Whatmore himself has openly expressed his desire to assume charge of the Indian team. As a matter of fact, the former Australian batsman irked his current employers Bangladesh Cricket Board (BCB) by plumping for the Indian job even as Bangladesh were still involved in the World Cup in the Caribbean, and it came as no surprise that by mutual consent, his contract as coach of the Bangladesh team wasn’t extended once it expired at the end of last month.
The 51-year-old volunteered to stay on with Bangladesh during India’s on-going tour of that country, and he made the most of the opportunity that came his way when a BCCI team landed in Chittagong at the BCB’s invitation last week to meet with BCCI secretary Niranjan Shah and Chief Administative Officer Prof Ratnakar Shetty and formally express his desire to coach India.
India’s tryst with indigenous coaches — or ‘cricket managers,’ as they used to be called — encompassed experiments with the likes of Bishan Singh Bedi, Abbas Ali Baig, Ajit Wadekar, Aunshuman Gaekwad, Sandeep Patil, Madan Lal and Kapil Dev.
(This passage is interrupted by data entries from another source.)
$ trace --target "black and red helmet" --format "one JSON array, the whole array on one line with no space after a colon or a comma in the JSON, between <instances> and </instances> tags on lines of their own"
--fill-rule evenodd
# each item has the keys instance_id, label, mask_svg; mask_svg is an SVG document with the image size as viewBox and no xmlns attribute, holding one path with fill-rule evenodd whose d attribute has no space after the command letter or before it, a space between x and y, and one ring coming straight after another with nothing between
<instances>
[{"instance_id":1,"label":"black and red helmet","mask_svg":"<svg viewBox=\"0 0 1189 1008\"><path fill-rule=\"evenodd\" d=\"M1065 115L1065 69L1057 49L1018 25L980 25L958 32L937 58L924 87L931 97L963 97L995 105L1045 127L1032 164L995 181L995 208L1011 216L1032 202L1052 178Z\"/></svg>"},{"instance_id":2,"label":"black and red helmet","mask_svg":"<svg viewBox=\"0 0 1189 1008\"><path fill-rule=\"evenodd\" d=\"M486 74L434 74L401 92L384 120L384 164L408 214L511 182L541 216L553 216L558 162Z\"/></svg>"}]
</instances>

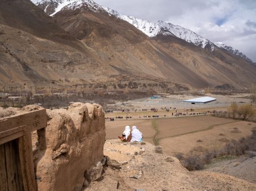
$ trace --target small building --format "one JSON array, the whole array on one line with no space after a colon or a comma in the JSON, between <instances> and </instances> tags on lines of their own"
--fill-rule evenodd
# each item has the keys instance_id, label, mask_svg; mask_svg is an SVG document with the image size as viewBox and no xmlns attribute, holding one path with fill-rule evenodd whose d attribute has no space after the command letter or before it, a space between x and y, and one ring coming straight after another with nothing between
<instances>
[{"instance_id":1,"label":"small building","mask_svg":"<svg viewBox=\"0 0 256 191\"><path fill-rule=\"evenodd\" d=\"M153 96L150 98L150 99L160 99L160 96Z\"/></svg>"},{"instance_id":2,"label":"small building","mask_svg":"<svg viewBox=\"0 0 256 191\"><path fill-rule=\"evenodd\" d=\"M215 98L210 97L203 97L191 99L183 101L183 103L190 103L191 104L206 104L210 102L215 102Z\"/></svg>"}]
</instances>

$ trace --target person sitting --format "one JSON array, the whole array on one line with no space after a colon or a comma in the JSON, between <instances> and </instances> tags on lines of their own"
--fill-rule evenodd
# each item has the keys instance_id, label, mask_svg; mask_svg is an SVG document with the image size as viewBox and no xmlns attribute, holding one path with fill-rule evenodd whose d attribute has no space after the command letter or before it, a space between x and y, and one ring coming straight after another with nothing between
<instances>
[{"instance_id":1,"label":"person sitting","mask_svg":"<svg viewBox=\"0 0 256 191\"><path fill-rule=\"evenodd\" d=\"M136 126L132 126L132 139L131 140L131 142L141 142L142 141L142 133L137 129Z\"/></svg>"},{"instance_id":2,"label":"person sitting","mask_svg":"<svg viewBox=\"0 0 256 191\"><path fill-rule=\"evenodd\" d=\"M132 139L132 133L131 132L130 126L125 126L125 129L124 131L124 133L123 133L122 136L119 136L118 138L123 142L131 142L131 139Z\"/></svg>"}]
</instances>

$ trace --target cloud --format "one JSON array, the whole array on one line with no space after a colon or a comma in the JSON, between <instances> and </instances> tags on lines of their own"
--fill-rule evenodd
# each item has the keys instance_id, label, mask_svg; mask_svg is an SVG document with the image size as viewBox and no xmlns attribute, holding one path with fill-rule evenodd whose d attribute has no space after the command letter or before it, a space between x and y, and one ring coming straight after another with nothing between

Kapil was the last of the home-grown coaches, and while he carried the tag of one of international cricket’s leading all-rounders, he had precious little inputs to offer when it came to coaching.
It wasn’t until Wright was made the Indian coach in 2000 that a foreigner stormed what till then had been an Indian bastion. As India’s first overseas coach, the former New Zealand captain had opened the cricketers’ eyes to aspects relating to fitness and beyond. The emphasis was not merely on fluid motivational talk, but on more tangible factors that the players could relate to.
Dravid and Ganguly had been key players in Wright’s entry into Indian cricket when the seniors first aired their desire for a foreign coach. Likewise, Ganguly was a massive influence in Chappell’s appointment as Wright’s successor in May 2005. Dravid and Tendulkar were more inclined to have Moody on board, but Ganguly, who had had a stint with Chappell in Adelaide before India’s tour of Australia in 2003-04, plumped for Chappell, even if the two subsequently fell apart.
Both Wright and Chappell brought new ideas and concepts. Not all of them worked, but the freshness has obviously appealed to the senior pros enough for them to want the BCCI to continue with a non-Indian coach. The established players seem convinced that an Indian coach is not necessarily the best way forward for Indian cricket at this juncture.
The players might not exactly be in a position to dictate to the Board. Saying that, there are very few other options available, so the man who guided Sri Lanka to the 1996 World Cup and took Bangladesh past the first stage of the 2007 World Cup can’t be passed by all that easily.
A seven-member panel, including former captains Sunil Gavaskar, Srinivas Venkataraghavan and Shastri who were also in the group that chose Chappell, will deliberate in Bangalore on June 4 as the hunt for the coach enters the homestretch. Gavaskar had, in 2005, wanted to rope in Mohinder Amarnath as the national coach. What stance he takes this time around will generate much interest, particularly with not many names doing the rounds and with the Board not having advertised for the post, unlike two years back.